In the case of instruments that create an easement of way but fail to locate its bounds, the rule is otherwise; in such a case a court may fix the location of the way on the servient premises. Mahoney v. Wilson, 260 Mass. 412 , 414 (1927). Cheever v. Graves, 32 Mass. App. Ct. 601 , 605-606 (1992). When parties have expressed in a deed or other instrument intended to create rights in real property an intent to establish an easement, then it is appropriate that a court assist in giving meaning to the instrument and the intention of the parties, as a court does in interpreting incomplete or insufficiently precise terms of a contract. When, however, someone claims the right to burden real property through conduct only, the absence of a definite location renders doubtful whether the adverse use was sufficiently notorious and continuous to place the potentially servient landowner on notice of the adverse right that is maturing.

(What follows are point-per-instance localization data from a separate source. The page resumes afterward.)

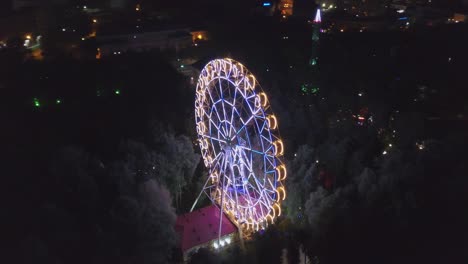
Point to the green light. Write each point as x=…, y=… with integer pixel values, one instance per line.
x=36, y=102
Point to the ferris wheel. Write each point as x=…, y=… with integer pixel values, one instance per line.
x=239, y=141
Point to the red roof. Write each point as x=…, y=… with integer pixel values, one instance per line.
x=201, y=226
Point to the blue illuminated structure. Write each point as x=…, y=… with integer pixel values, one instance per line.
x=239, y=141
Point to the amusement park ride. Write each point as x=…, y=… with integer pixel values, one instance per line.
x=240, y=144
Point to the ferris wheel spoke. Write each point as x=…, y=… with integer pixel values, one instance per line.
x=233, y=108
x=237, y=142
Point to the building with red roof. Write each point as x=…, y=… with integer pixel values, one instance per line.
x=200, y=229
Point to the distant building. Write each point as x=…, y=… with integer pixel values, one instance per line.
x=174, y=39
x=304, y=8
x=200, y=228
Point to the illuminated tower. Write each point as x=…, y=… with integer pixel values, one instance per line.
x=315, y=39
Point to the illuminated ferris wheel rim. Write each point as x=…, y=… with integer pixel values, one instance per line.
x=240, y=144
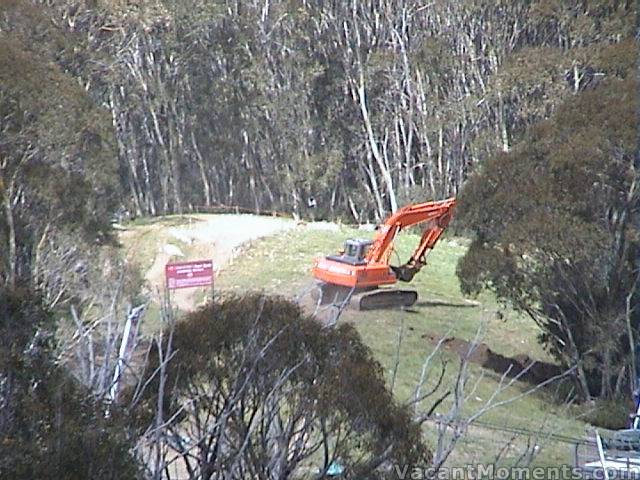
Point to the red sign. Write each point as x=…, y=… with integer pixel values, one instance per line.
x=189, y=274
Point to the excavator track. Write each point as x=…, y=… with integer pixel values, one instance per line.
x=364, y=298
x=383, y=298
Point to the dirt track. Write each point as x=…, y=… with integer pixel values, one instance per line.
x=215, y=237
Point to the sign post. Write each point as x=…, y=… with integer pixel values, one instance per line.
x=198, y=273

The judgment is reversed. The order to the parties to establish the location of a way least burdensome to the servient land is vacated. Judgment shall enter that Stone has no right to pass and repass over the Locus.
[Note 1] Ernest J. Smith, III; Brenda J. Mathieu; Robert Mathieu; Theodore Baker; and John Perko. None of those parties established rights against the defendants at trial, and they are not involved in this appeal.

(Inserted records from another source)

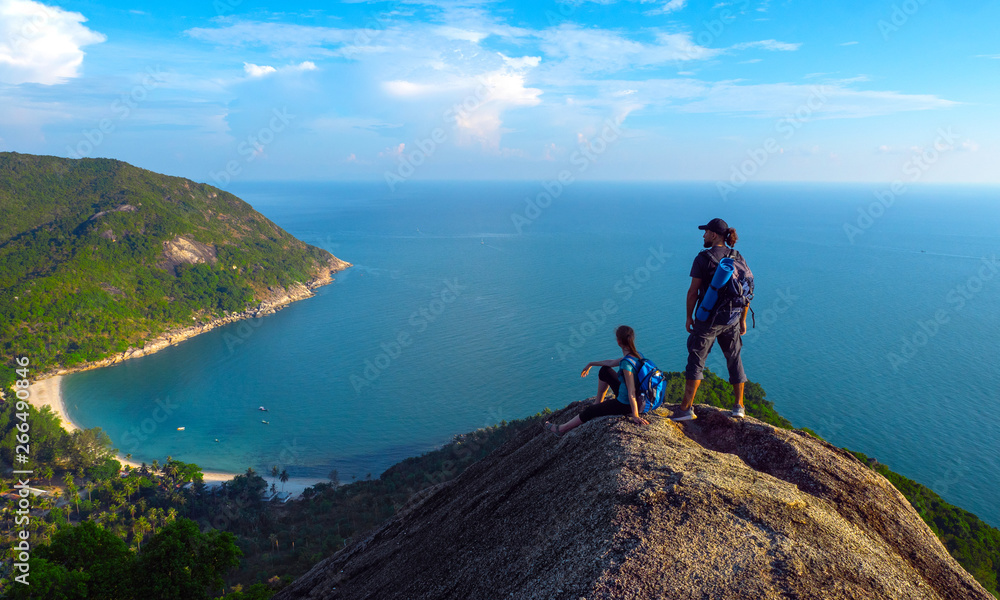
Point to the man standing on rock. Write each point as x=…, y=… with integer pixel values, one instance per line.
x=726, y=328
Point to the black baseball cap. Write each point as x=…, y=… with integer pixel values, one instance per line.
x=717, y=225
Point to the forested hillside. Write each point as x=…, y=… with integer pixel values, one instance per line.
x=97, y=255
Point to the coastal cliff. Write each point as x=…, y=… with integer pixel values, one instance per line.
x=713, y=508
x=101, y=261
x=275, y=299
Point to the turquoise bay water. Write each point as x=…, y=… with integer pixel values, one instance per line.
x=885, y=343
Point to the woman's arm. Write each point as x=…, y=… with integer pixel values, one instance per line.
x=612, y=362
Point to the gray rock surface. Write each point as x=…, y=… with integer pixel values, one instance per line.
x=709, y=509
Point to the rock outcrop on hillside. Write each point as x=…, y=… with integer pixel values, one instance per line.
x=714, y=508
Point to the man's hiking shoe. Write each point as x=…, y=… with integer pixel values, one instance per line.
x=684, y=415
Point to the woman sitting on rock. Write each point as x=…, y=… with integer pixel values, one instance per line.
x=623, y=403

[Note 2] Julie C. Perkins.
[Note 3] During Stone's absence, his parents continued to live at the Stone lot, and Stone would occasionally visit there with his own children. Although the judge made no such express finding, it is implicit in his conclusions that he found members of the Stone family walked across the Locus during the years Stone was away, and thereby maintained a continuity of adverse use.

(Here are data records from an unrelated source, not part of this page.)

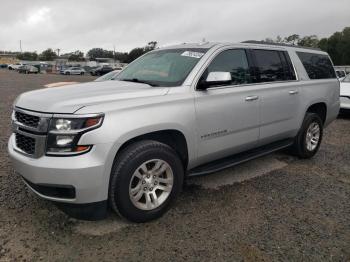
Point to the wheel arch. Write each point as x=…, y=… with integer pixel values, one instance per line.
x=171, y=137
x=319, y=108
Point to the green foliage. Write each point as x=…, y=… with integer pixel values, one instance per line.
x=122, y=57
x=28, y=56
x=99, y=53
x=48, y=55
x=76, y=56
x=139, y=51
x=337, y=45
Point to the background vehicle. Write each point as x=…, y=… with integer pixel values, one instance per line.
x=28, y=69
x=15, y=66
x=73, y=71
x=345, y=94
x=179, y=111
x=340, y=74
x=109, y=76
x=101, y=70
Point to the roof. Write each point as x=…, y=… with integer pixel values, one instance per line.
x=279, y=44
x=251, y=43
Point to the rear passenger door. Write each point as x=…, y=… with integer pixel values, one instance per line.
x=278, y=93
x=227, y=115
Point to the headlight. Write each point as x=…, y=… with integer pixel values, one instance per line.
x=65, y=132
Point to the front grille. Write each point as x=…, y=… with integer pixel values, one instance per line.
x=25, y=143
x=27, y=120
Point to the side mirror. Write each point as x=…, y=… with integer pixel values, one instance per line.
x=215, y=78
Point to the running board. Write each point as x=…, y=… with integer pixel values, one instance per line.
x=233, y=160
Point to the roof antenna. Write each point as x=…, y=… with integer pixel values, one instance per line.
x=204, y=41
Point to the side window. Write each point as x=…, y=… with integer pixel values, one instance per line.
x=317, y=66
x=233, y=61
x=269, y=66
x=289, y=73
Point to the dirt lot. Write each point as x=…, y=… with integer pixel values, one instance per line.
x=270, y=209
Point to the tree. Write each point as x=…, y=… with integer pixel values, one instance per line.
x=338, y=46
x=77, y=56
x=99, y=53
x=135, y=53
x=309, y=41
x=292, y=39
x=28, y=56
x=48, y=55
x=139, y=51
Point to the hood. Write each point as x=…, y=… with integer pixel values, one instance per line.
x=68, y=99
x=345, y=89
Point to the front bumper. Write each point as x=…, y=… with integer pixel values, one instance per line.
x=88, y=174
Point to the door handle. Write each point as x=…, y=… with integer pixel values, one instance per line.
x=293, y=92
x=251, y=98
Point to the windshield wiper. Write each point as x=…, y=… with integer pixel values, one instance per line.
x=136, y=80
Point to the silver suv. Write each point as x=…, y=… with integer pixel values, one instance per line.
x=179, y=111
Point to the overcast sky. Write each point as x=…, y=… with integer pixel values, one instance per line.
x=83, y=24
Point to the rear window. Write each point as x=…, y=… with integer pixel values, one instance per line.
x=272, y=65
x=317, y=66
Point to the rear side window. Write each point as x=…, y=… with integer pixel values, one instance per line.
x=317, y=66
x=272, y=65
x=233, y=61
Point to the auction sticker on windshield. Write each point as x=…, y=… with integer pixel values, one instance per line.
x=192, y=54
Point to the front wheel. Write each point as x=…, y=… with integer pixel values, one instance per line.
x=145, y=180
x=309, y=138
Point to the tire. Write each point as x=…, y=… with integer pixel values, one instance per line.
x=123, y=181
x=307, y=143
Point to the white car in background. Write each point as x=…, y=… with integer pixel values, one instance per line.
x=109, y=76
x=345, y=93
x=340, y=74
x=15, y=66
x=73, y=71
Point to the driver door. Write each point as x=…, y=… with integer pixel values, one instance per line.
x=228, y=114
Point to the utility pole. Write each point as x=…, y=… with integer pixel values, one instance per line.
x=114, y=54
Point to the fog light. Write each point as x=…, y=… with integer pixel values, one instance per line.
x=63, y=124
x=64, y=140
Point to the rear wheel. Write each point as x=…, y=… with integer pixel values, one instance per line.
x=145, y=180
x=309, y=138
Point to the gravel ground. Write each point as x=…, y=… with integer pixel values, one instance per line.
x=270, y=209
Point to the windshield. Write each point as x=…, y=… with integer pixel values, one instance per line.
x=347, y=79
x=168, y=67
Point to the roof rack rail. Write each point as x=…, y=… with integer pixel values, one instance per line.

[Note 4] The judgment was not without some direction about the path of the easement by prescription. It stated that the easement was "across the western side of the property of the defendants" and that it began at the south property line of the defendants "near their south garage foundation wall, then west to at least the end of that wall, then north to Spring St. along a mutually convenient path between the defendants' west garage foundation wall and the defendants' west property line."